Bro Series: Herren and Lowen

Matt Herren and Bill Lowen both said having a confidant on the Bassmaster Elite Series is priceless.

Both men travel with their families as they motor across North America from tournament to tournament, so they have company at their campsites. But they’re not talking bass fishing strategy with their wives or children, and that’s where Herren helps Lowen, and vice versa.

These two Elite Series pros share information they learn in practice and are completely honest about their findings, which benefits them both. They discuss colors and baits; water clarity and water depth. The most subtle things can make a difference, and what better way to figure out what’s working than having another set of eyes on the water?

This friendship goes much deeper than Xs and Os, however.
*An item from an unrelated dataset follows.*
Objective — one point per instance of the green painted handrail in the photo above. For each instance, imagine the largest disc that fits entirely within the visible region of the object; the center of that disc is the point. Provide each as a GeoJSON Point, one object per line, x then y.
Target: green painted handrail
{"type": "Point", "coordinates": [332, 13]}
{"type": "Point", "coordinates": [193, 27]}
Herren and Lowen celebrate together in good times, and offer words of encouragement when fishing is tough. They genuinely like one another and it shows. It’s the type of relationship most pro anglers seek, but not all find.

“Billy and I spend so much time together, this is like talking about my wife,” said Herren, who hails from Ashville, Ala. “It means a lot to have someone you can trust. After all these years competing together, when I tell you we share information, I mean we share it. We hardly ever see one another during the course of a day on the water, but there’s always the trust that he’s got my back.”

“It is like marriage,” said Lowen, who calls Brookville, Ind., home. “I always compare it to that. You have to be able to trust someone you work with. And I trust Matt.” asked this pair of Elites how they got to be such good friends and bass fishing “bros.”

When did you guys start hanging out together?

Herren: We used to see one another camping, but I think we first struck up a good conversation at a show. It might have been a Skeeter owners thing. We hit if off pretty quick once we got to talking.

Lowen: We both camp with our families on the road, and we started talking. It seems like you gravitate toward people you work well with. It just sort of naturally happens. You develop trust and it happens over time; time with each other; time on the water. You have to have that guy you can fall back on. 

What do you admire most about one another?

Herren: His style, really. He just is really calm and down to earth. He really fishes within himself. He’s laid back and just a really good person. We’re like Mutt and Jeff. I’m always wired for sound and bouncing off walls. You put the boat in, and Bill’s just happy to fish right around the ramp. I’ve got to run 700 miles away from there. Opposites attract.

Lowen: Just everything. It’s like having another brother. And not just with Matt, but with his wife Candy and his boys. They’re great people. That’s why I compare it to a marriage. It’s like a big family.

If there’s one thing you’d change about your buddy, what would that be?

Herren: He can be nicer to me. He’s always busting my chops! We just pick at each other. We’re that tight; pulling each other’s strings and jawing with each other. Nah, I wouldn’t change a thing about that.

Lowen: My biggest chore with him is settling him down. He stresses out about a lot of things. It’s like Chicken Little and "the sky is falling" sometimes. I tell him, "Let’s only worry about things we can control."

What’s it like to have someone on tour you can trust as much as you trust one another with information?

Herren: Bill is really good at dissecting things. He can tune in to a pattern within a pattern. But you know that old saying about keeping things simple? Billy’s really simple in a good way. He doesn’t let things get to him, and that helps me too.

Lowen: Let’s face it. When you work with someone, you take two and a half or three days of practice and you turn it into five and a half or six days of practice. You can’t look at everything. Fishing is so specific at times, things can get confusing. If you can help figure things out for someone, or they can help you figure things out, that’s huge. You can’t put a price on that. 

Tell me something about your bro that other people around bass fishing don’t know.

Herren: When Bill’s not fishing, he’s shooting something. He loves to deer hunt. He loves to duck hunt. He’s really passionate about the outdoors, and it’s not just about tournament fishing. He’s an unbelievable family guy too. He’s everything good about the sport.

Lowen: Matt is so passionate about the sport, things happen on the water that push him over the edge. The other side of that is he’s loyal. He wears his heart on his sleeve.

What have you learned from one another? Does one thing stand out more than another?

Herren: He’s one of the best finesse power fisherman I’ve ever known. He is really good about catching fish in a crowd; pressure fishing. He’s unbelievable about that.

Lowen: Matt’s all about big jigs and big plugs. I’m more about finesse power fishing. He tells me, "Look dude, you can catch a lot bigger big fish if you just use a little bit bigger bait." Denny Brauer used to tell me that all the time. To hear Matt say it now, it’s reassures me that I probably should start using some bigger stuff sometimes. And I do.

What’s the defining moment in your friendship?

Herren: There was one morning at Toledo Bend when I was really struggling. I couldn’t figure it out. Billy had an area where they were tearing it up pretty good in the morning. He said, "Just come in here with me. I’m fishing one side, you can fish the other. I haven’t been over there, but there’s probably fish over there." I went in and caught 19 pounds.

Lowen: It’s like that relationship I keep talking about. I’m not sure there was one particular thing. It was a gradual progression where you just know everything is right. He grew on me. And now I can’t get rid of him.